[Foundation-l] Delete of Article History and GFDL
Anthony
wikimail at inbox.org
Mon Sep 15 18:58:03 UTC 2008
On Mon, Sep 15, 2008 at 2:52 PM, Anthony <wikimail at inbox.org> wrote:
> On Mon, Sep 15, 2008 at 2:09 PM, Thomas Dalton <thomas.dalton at gmail.com>wrote:
>
>> 2008/9/15 Joe Szilagyi <szilagyi at gmail.com>:
>> > Question. Didn't the practice of oversighting and deleting selective
>> > versions previously cause prolems with misattributing who created the
>> > adjacent contributions, by virtue of making the "removed" edits
>> functionally
>> > invisible?
>>
>> That's only an issue if the edit wasn't reverted. No edit should be
>> oversighted/deleted without being reverted first.
>>
>
> This "should" you speak of - are you referring to an enforced rule on all
> WMF projects or your own personal opinion? Because, things *are*
> oversighted/deleted without being reverted first. It happens, and it will
> most likely continue to happen. Allowing it to happen in a way that doesn't
> violate the GFDL would be a good thing.
>
By the way, an example of a time when an edit *should* be
oversighted/deleted without being reverted first:
User A creates a BLP.
User B adds confidential information about the subject of the biography.

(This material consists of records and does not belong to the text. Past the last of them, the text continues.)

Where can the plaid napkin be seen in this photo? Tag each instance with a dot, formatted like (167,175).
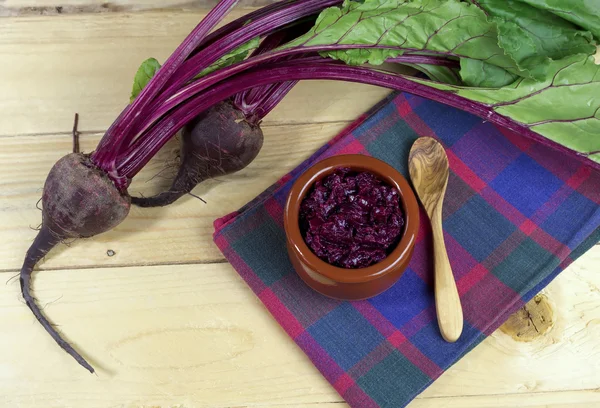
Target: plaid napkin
(515,215)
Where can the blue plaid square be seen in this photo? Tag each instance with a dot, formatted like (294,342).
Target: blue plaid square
(486,150)
(406,299)
(306,304)
(571,228)
(448,124)
(437,349)
(531,260)
(526,185)
(478,227)
(393,146)
(270,265)
(346,334)
(403,379)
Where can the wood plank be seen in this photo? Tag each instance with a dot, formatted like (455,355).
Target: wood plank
(86,63)
(57,7)
(195,335)
(179,233)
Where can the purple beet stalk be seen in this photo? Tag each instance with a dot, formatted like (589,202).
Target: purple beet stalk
(148,145)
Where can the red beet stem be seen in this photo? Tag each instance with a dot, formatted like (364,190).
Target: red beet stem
(43,243)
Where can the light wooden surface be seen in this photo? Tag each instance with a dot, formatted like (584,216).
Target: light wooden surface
(165,320)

Users C, D, E, F, G, H, I, and J make positive contributions to the BLP.
Then the confidential information is discovered. To delete the confidential
information you have to delete the revisions created by users B, C, D, E, F,
G, H, I, and J. You could do this by reverting to the version by User A,
but why in the world *should* you be forced to do that?